Comparison of ileum tissue enzyme activity between rat groups. (A) Activities of Ca²⁺-Mg²⁺-ATPase. (B) Activities of CS enzyme. Data are expressed as mean ± standard deviation, n = 5. NC, Normal control group; DM, Diabetes mellitus group; DM + GT, Diabetes mellitus + gentle touch group; DM + TT, Diabetes mellitus + tuina treatment group.

Figure 8

Ileum tissue Piezo2, 5-HT, and 5-HT4R protein expression in rat groups. (A, B) Expression of Piezo2 and 5-HT4R mRNA in ileum tissue. (C) Expression of 5-HT protein was detected by ELISA. (D–F) Western blotting was used to detect the expression of Piezo2 and 5-HT4R protein.
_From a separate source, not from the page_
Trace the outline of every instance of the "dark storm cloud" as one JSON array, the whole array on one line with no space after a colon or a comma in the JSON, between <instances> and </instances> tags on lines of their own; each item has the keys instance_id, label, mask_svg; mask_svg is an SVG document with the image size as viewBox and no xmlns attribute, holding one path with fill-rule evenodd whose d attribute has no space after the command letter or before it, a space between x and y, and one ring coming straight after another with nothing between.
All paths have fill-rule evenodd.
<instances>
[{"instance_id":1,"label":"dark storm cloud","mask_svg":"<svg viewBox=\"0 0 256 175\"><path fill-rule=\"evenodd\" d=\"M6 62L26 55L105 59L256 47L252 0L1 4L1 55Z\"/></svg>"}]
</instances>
Data are expressed as mean ± standard deviation, n = 5. NC, Normal control group; DM, Diabetes mellitus group; DM + GT, Diabetes mellitus + gentle touch group; DM + TT, Diabetes mellitus + tuina treatment group. Piezo2, The mechanically sensitive ion channel Piezo2; 5-HT, 5-hydroxytryptamine; 5-HT4R, 5-hydroxytryptamine 4 receptor.

Figure 9

Immunofluorescence staining of Piezo2 and 5-HT in ileum tissue of rats in each group (400×). (A) Immunofluorescence staining. (B) Average optical density of Piezo2. (C) Average optical density of 5-HT. Data are expressed as mean ± standard deviation, n = 5. NC, Normal control group; DM, Diabetes mellitus group; DM + GT, Diabetes mellitus + gentle touch group; DM + TT, Diabetes mellitus + tuina treatment group. Piezo2, The mechanically sensitive ion channel Piezo2; 5-HT, 5-hydroxytryptamine.